Alain à la recherche #6: Mélo
by Ryland Walker Knight
[The Resnais series playing at the PFA this November and December is part of a broader, traveling retrospective with a concurrent run in Chicago at the Gene Siskel Film Center and a proposed stop at the newly renovated Museum of the Moving Image in early 2010.]
Now the shots, like true heartbreak, feel as though they will last forever. The film never drags, so to speak, but it sure is a drag: if it weren't so sad, it would be hilarious, a true and pitch-perfect parody of The Mélodrama, all its cogs of coincidence front-loaded and all its machinations timed, factory-like, to precise ends. People unravel, not their stories. And yet, people can never tell their own stories: words weigh too much. (Look at this blog!) So Alain makes the word weigh a ton, and his endless master shots foreground how these lummox-light fools talk around each other and never with one another. The most direct form of communication is a somersault, a joke.
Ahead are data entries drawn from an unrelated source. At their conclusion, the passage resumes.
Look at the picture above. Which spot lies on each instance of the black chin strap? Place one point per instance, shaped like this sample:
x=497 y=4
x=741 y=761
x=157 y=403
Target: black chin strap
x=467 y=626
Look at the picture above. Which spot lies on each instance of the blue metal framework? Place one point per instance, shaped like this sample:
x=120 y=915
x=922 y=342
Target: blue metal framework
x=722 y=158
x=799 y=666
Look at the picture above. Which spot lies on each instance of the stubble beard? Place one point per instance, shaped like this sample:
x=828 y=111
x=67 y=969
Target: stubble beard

Not even music can tell a story like a body can, though a sonata may prove a haven or a gauze. And time can fly, as ever, in the fade from one scene to another: whole lives can be rearranged, and are, by, simply, the movie calling curtains on one of its idiots. Lit and timed like Gertrud—with spotlights highlighting the artifice but duration making the people deliberate material—this chic, art deco world—all of it tiles and squares and boxes, all of its lines of style—is one big columbarium. Every stage feels a coffin, the whole thing bound by rigors of time one block of misdirection and perjured, masking tape'd crate at a time.